Why are so many people having trouble with their brands ?

With everything on the line for today's companies, how can so many smart people in businesses big and small keep missing the boat with their brands?

Three Main Reasons :

1. In the twenty-first century, believe it or not, what we're about to show you is still not taught in business schools.
If you have a Harvard, Stanford, or Wharton MBA, you know what we're talking about. Finance, accounting, and organizational theory are drilled into you all day long. But how and why you need a USP (Unique Selling Proposition ?) - which today we call a Dominant Selling Idea - is nowhere to be found. Academics must think that selling (capitalism) is crass or déclassé because we've been polling graduates over the past ten years about how much practical branding they're taught and other than Marketing Manegement 101 and an occasional elective, the answer remains nada. This has to be why we've been to so many meetings where the discussion goes like this:
MBA VENTURE CAPITALIST PARTNER:

"We've hired a great new CEO, our third, and we like senior management. The burn rate is down to $100,000 per month. The technology is great, the product is out of beta and will be 'GA' in sixty days. The only question mark is we're not clear on the value proposition. We don't know if the market wants the product. Other than that, I'd say we're right on plan."
FIVE OTHER MBA VCS (AROUND TABLE): (Heads nod).
We guarantee you, these people haven't been thinking about the brand. Some eventually learn by trial and error. Most go on like they always have, which is your golden opportunity.

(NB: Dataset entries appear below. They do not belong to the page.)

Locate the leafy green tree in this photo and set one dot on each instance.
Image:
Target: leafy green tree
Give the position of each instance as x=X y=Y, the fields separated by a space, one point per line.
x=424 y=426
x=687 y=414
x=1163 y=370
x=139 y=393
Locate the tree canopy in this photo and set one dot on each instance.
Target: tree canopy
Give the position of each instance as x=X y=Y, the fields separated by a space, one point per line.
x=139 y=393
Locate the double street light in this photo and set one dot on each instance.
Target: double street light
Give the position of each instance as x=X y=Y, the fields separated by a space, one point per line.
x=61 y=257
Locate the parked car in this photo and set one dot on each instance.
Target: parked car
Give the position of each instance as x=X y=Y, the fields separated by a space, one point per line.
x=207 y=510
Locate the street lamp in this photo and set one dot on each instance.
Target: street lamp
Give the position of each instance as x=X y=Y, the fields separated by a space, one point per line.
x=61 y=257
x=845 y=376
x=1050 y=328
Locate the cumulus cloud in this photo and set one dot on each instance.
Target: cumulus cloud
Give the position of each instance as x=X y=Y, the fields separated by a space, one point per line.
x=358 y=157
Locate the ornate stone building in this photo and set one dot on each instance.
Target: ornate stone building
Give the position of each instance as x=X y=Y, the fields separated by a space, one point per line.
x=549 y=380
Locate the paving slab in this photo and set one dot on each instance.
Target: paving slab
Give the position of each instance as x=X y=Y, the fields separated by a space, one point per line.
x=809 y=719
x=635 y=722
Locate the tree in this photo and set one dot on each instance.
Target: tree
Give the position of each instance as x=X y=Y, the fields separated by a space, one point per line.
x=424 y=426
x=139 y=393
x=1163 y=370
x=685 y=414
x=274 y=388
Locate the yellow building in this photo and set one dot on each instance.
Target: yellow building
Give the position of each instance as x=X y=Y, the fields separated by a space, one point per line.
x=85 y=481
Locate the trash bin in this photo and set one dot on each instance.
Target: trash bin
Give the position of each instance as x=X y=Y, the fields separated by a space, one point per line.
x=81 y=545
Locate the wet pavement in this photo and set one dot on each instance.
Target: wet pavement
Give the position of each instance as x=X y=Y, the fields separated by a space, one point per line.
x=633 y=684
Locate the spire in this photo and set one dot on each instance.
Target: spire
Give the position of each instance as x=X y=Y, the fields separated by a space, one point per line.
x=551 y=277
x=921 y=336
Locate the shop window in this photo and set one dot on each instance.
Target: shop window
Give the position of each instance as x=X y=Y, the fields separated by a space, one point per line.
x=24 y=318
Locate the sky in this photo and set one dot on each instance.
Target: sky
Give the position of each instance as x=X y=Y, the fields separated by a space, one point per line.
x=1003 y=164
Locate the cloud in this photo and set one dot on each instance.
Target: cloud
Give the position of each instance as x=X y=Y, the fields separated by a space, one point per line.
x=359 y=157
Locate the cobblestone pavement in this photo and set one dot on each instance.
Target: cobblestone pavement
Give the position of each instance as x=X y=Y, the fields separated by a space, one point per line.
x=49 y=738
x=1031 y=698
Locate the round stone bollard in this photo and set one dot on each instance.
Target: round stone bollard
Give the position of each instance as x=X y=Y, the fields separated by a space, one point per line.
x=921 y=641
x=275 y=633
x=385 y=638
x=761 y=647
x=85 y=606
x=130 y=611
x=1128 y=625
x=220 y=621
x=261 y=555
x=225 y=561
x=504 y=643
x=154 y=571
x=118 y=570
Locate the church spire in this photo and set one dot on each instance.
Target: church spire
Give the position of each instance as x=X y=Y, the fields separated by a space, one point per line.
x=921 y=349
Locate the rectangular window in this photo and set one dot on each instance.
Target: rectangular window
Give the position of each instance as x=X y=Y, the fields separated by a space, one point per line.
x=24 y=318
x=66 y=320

2. The tyranny of the Three Ts.

Theories, Trendiness, and Totems are the Three Ts proffered by consultants, authors, and agencies trying to convince the needy that a new, proprietary panacea has been revealed that will float us to Brand Valhalla.

Tantalizing coinage like brand charisma, brand chronicles, brand karma, brand ethos, brand surprise, and brand warfare are the kind of thing we're talking about. These words describe what you get as a result after building a brand on a real, Dominant Selling Idea, as we'll see on the following pages. But taken alone, none of them are prescriptive of anything. When a consultant tells you, "The answer is brand charisma. $50,000, please," what do you exactly do?
Too much of the Three Ts leads directly to pseudo-brand messaging tactics impelled by the same psychological charade. Here's a famous one:

"Sell the sizzle, not the steak."

This leads some companies to believe, in effect, that they can manufacture sizzle and actually forget about the steak. Have you ever gone to The Palm Steakhouse in New York City and ordered a twenty-four-ounce plate of sizzle? It is and always will be about the steak, my friends, when you're building a #1 brand.The steak is the vessel with the vitamins, the protein, the flavor, the color, the history, the process, the culture, and the complexity. Make your steak the idea and the star, and the sizzle will pop and snapp better and louder than all the others, by default.
Too much theory, not enough reality, is an obstructive force that keeps Johnny and his good company from developing a good brand.


3. But the biggest reason of all is fear.

Branding and positioning require decisive commitment to a single path, and that means risk. The positioning paradox is that the power of your message is directly propotional to how simple you can make it and how few words and images you can use to say it. Amateurs are petrified not to list every possible feature and benefit in every communication, afraid they'll leave something on the table and miss some fraction of the market. But by saying everything, they heave themselves upon the clutter and end up saying nothing - too afraid to do the one thing that they must do: choose.

Professionals know branding is about relentless focus on the most singular message, always. They narrow the story all the way down to the big idea and its key associations to create a trim, lean, idea-centered brand. It takes some guts.

Taking the first step of any commitment is the hardest. if you're not sure about this, ask any skydiver. But once you commit, it's amazing how clarifying and emporewing that step can be for an entire organization, let alone the marketplace.

Here's a direct challenge: If you have the discipline to follow the principles in this book, if you can trust your instruments in the clouds, as pilots say, to make the hard choices that all great marketers make, you'll be in a distinct minority in your industry - with the distinct advantage that comes from an unforgettable, idea-centered real selling brand.